Jabon de sal, receta

  • 190 g de agua
  • 1 cucharadita de azúcar
  • 67 g de sosa cáustica
  • 350 g de aceite de coco
  • 50 g de aceite de almendra
  • 50 g de aceite de oliva
  • 25 g de manteca de karité
  • 25 g de aceite de ricino
  • 400 g de sal

¿Qué tipo de sal? La que sea mientras no lleve porcentajes muy altos de otros minerales que puedan interferir con el proceso de saponificación. Es la primera vez que lo hago y ya os contaré, pero en principio me daría un poco de yuyu hacerlo con sal gruesa. Quiero exfoliar la piel, no darle lija.

El procedimiento es al principio como de costumbre, o más bien como yo acostumbro: se añade una cucharadita de azúcar a la mitad del agua y se disuelve bien. El azúcar sirve para darle un empujoncito a la espuma, que buena falta le hace a este jabón. Luego, se añade el resto del agua en cubitos de hielo, y la sosa cáustica. Mezclamos bien y dejamos enfriar.

Mientras, derretimos el aceite de coco y la manteca de karité en el microondas, añadimos el resto de los aceites y dejamos enfriar. Añadimos la sosa a los aceites y metemos batidora hasta el punto de traza fina. Una vez ahí, añadimos la fragancia que queramos, mezclamos bien y luego va la sal. Aquí ya no volvemos a meter batidora: espátula para integrar, y con cierta velocidad, o nos puede una pasta inmanejable. La distribuimos entre moldes individuales, tapamos y al horno precalentado a 70º. Una vez dentro el jabón, apagamos el horno y hasta mañana.

Si desoyendo los consejos de tus mayores has decidido hacer el jabón en un molde tipo hogaza ni se te ocurra esperar al día siguiente: ve echando un ojo de cuando en cuando al jabón y, en cuanto esté duro, córtalo. Puede que esté aún caliente, pero córtalo. Si esperas demasiado se te desmoronará en plan parmesano viejo.

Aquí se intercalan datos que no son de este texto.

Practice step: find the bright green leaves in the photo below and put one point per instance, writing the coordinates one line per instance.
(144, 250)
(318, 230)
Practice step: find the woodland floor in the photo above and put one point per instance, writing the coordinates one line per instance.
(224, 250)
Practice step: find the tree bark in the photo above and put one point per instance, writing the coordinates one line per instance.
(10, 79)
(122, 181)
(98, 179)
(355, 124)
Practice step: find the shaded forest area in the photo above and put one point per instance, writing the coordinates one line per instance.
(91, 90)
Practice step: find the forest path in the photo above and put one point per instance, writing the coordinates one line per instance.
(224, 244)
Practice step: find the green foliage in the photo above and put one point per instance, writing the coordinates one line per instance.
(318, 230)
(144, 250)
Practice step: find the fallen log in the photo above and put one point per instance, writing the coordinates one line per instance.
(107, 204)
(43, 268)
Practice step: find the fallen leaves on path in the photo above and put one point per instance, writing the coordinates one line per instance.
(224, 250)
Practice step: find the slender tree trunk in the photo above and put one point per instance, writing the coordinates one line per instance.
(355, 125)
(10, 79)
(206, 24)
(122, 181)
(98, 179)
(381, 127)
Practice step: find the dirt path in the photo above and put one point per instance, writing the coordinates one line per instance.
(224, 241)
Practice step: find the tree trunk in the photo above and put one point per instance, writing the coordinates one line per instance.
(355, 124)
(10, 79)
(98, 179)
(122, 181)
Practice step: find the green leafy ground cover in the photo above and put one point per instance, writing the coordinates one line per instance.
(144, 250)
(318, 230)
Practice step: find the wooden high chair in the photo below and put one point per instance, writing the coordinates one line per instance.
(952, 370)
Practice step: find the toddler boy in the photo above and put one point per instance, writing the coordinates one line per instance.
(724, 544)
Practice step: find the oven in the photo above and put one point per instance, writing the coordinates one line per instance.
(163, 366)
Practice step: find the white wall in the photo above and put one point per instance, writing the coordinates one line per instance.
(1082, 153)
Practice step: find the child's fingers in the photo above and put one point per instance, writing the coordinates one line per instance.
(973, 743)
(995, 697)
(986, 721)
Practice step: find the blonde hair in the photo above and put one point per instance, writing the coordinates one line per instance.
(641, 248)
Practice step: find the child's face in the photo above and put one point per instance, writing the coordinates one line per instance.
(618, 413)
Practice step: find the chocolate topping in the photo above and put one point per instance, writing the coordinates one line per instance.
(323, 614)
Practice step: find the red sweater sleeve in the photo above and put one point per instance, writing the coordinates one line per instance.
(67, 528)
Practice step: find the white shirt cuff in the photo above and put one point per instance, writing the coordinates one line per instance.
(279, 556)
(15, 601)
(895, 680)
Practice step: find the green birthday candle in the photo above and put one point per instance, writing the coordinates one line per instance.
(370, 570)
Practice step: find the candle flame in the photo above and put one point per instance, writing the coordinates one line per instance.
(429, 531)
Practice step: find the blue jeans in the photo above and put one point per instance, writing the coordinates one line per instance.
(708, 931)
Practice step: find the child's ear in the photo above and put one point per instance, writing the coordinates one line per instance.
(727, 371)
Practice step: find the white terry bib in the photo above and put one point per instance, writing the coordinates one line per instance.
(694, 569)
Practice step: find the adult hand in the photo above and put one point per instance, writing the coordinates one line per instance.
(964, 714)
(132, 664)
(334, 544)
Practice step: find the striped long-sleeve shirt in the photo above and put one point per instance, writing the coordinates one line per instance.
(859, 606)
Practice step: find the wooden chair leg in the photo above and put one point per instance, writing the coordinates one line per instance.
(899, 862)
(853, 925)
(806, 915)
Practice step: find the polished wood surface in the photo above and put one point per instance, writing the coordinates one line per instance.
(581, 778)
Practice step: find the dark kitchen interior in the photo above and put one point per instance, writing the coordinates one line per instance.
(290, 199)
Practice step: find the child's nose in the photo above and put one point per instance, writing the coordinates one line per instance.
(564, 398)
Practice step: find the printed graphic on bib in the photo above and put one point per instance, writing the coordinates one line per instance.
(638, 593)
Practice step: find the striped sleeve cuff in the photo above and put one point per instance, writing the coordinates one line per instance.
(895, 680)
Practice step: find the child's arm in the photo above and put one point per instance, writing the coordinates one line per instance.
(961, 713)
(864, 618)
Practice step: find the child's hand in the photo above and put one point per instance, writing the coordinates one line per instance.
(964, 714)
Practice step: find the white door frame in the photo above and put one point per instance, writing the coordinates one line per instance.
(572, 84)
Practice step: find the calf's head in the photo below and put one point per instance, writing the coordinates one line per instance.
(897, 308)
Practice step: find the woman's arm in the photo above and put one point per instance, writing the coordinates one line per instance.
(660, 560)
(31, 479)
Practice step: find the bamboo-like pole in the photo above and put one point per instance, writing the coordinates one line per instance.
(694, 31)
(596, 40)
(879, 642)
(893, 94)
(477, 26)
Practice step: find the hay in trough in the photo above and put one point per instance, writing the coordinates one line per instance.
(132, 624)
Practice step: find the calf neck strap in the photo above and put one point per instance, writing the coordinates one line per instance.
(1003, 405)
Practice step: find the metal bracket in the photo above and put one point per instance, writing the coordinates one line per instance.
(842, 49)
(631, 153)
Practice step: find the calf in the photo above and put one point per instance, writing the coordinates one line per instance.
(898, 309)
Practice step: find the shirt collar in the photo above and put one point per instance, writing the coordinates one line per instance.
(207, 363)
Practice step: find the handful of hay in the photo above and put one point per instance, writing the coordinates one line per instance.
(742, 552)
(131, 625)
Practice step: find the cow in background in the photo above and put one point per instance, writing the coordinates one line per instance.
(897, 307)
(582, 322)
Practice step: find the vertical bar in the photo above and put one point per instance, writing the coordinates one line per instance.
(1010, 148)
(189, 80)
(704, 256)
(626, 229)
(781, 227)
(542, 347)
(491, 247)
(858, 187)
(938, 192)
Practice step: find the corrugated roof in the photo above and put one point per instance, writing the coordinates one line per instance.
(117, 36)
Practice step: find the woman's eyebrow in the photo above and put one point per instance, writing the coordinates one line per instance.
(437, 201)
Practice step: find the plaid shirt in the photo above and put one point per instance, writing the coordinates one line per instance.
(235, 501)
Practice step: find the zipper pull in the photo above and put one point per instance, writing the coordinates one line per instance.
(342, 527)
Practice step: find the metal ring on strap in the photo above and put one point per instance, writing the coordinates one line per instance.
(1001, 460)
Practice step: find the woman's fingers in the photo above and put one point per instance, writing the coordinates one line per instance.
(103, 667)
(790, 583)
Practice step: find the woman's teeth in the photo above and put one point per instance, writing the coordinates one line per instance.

Los 400 g de sal son un 80% de la cantidad de los aceites, y es la versión más «conservadora» y manejable de este jabón. Hay quien pone la misma cantidad de sal que de aceite (en este caso sería medio kilo). Y hay quien pone la misma cantidad de sal que del resto de ingredientes, con lo que aquí serían 750g. Sí, algunos van muy sobrados. También, dicen los rumores saponeriles, este jabón se puede usar a los cuatro-cinco días, como todos… pero da mucho mejor resultado si lo dejas curar seis meses. No sé yo si voy a tener esa paciencia.